LING 683 Lecture notes: Fall 2024

Author

Morgan Sonderegger

Published

September 25, 2024

Preface

These are lecture notes for LING 683, Advanced Quantative Methods, taught in McGill Linguistics in Fall 2024. The notes are organized as a Quarto book.

The last update to these notes was on the “Published” date above.

These notes assume you have done readings indicated at the beginning of the chapter, each of which corresponds roughly to a week of the course. The course schedule, with readings, is here.

These notes include:

  • Applications to linguistic data of concepts from the reading to linguistic data
  • Practical illustration of topics from the reading
  • Exercises: to be done in class, or on your own time
  • Homework problems: to be turned in for assessment.

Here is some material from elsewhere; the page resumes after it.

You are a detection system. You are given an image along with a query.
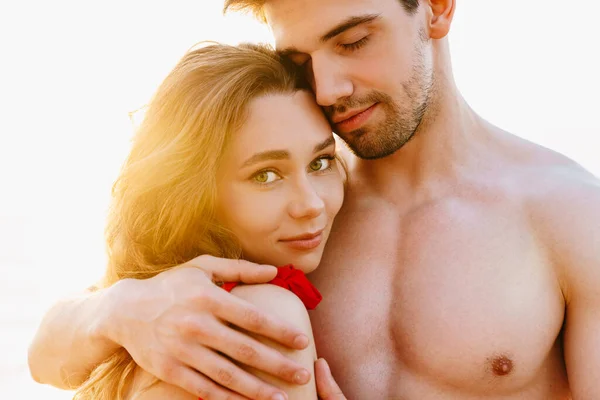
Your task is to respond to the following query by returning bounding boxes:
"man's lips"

Although I’m writing these notes with LING 683 in mind, I hope that they can (eventually) also be of use as a study guide for language scientists interested in expanding their quantitative toolbox. Here is the introduction to the course syllabus, which should give a sense of whether these materials could be helpful for you:

“This is a second course on quantitative methods for analyzing linguistic data. It follows LING 620, where we focused on regression modeling using R, up to linear and logistic mixed-effects models. Using this as a starting point, our goals are to broaden your conceptual knowledge and methodological toolkit of quantitative methods, in order to broaden the research questions you can ask and the types of data you can analyze. This term we will cover (a) Bayesian data analysis and (b) generalized additive (mixed) models, along the way introducing (c) model types beyond linear and logistic (e.g. multinomial, Poisson) and (d) possibly other current methods (e.g. functional data analysis). These methods are increasingly used to analyze linguistic data, but are relatively new to language scientists, and standard tools and best practices for practical applications are evolving. A theme of the course is practical application, and a primary goal is developing a sufficiently strong basis in (a)–(c) that you will be able to figure out the quantitative methods needed to analyze your data in the future.”